For the period up to and including 2040, there is a major inner-city densification challenge for The Hague. A large part of this task will (have to) be realised in the Central Innovation District (CID), including the Binckhorst. The area lies in the heart of the city and the region and has a good connection to motorways. The construction of the Rotterdamsebaan will further improve car accessibility. According to current insights and plans, approximately 23,500 homes and 30,000 jobs will be realised within the CID area.

Smart mobility pictogram



What we do

In order to contribute to this task of densification and the ambition of the Municipality of The Hague to prepare the city for the future, we have been asked to look at the issue from our future mobility glasses.

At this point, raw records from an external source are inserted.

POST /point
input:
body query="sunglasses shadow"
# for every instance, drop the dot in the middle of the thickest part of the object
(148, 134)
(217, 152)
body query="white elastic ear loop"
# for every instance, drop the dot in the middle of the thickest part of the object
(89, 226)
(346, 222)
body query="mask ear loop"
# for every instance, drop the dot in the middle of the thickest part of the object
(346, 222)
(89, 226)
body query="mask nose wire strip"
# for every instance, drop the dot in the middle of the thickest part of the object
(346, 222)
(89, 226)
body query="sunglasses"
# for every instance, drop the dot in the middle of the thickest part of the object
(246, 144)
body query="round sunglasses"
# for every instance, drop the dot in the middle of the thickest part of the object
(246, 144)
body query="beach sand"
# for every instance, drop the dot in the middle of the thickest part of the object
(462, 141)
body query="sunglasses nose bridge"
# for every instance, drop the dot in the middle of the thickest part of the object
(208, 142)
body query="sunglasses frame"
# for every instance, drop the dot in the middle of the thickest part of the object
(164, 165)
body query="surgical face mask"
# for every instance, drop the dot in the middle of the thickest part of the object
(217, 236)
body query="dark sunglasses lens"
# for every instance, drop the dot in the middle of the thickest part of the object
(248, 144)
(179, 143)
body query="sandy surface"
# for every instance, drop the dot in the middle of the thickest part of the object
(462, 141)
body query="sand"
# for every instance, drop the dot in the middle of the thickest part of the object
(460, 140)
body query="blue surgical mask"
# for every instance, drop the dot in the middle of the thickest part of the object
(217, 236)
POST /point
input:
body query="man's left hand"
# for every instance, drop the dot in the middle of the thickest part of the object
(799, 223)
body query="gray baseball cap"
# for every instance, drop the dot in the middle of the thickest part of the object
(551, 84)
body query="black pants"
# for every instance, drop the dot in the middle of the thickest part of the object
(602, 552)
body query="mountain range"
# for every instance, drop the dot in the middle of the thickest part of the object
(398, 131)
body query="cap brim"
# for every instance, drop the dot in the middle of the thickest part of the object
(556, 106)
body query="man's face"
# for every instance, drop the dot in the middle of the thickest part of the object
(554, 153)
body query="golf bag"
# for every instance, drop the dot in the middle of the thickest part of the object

Based on our experience and knowledge in the field of innovative mobility applications, we have drawn up five informative fact sheets describing what is required in terms of digital and physical infrastructure, data & systems and what consequences this will have in terms of the costs required for realization, operation, management and maintenance.  

In order to be able to densify, a mobility transition is necessary. Based on an initial qualitative analysis and model calculations, the expected growth in housing and jobs translates into a substantial growth in travel on the available network.

Why we do it

The mobility transition means creating a sustainable mobility system that also keeps the growing city accessible, livable and traffic safe. The mobility transition must make it possible to realise the desired (maximum) compaction task within the legal frameworks with regard to liveability and accessibility. Working towards a mobility system that meets the challenges of a growing city, without the need to realise large-scale infrastructural projects for car traffic. On the basis of the cooperation between central government and the Region in the pre-audit, the CID has defined the following three objectives:

  1. Enabling urbanisation, facilitating area development and strengthening the economic strength of the (inter)national top locations CID and Binckhorst.
  2. To contribute to the accessibility of the Southern Randstad conurbation by preventing, reducing and/or resolving NMCA bottlenecks in (regional) public transport and preventing additional burden on the main road network as a result of urbanisation by CID – Binckhorst. 
  3. Contributing to the realisation of regional ambitions concerning public transport and cycling.

In order to be able to realise the above objectives it is the ambition to design the area car-free while at the same time striving for a modal shift to slow traffic, public transport and (the introduction of) new forms of mobility. The latter comes under the heading of Smart Mobility.


The informative fact sheets are aimed at municipal employees who come into contact with certain Smart Mobility concepts from, for example, policy development, project implementation and/or enforcement. The purpose of the fact sheets is to create awareness and insight with regard to the requirements and associated consequences of a number of Smart Mobility concepts at the moment the municipality is planning to realise them.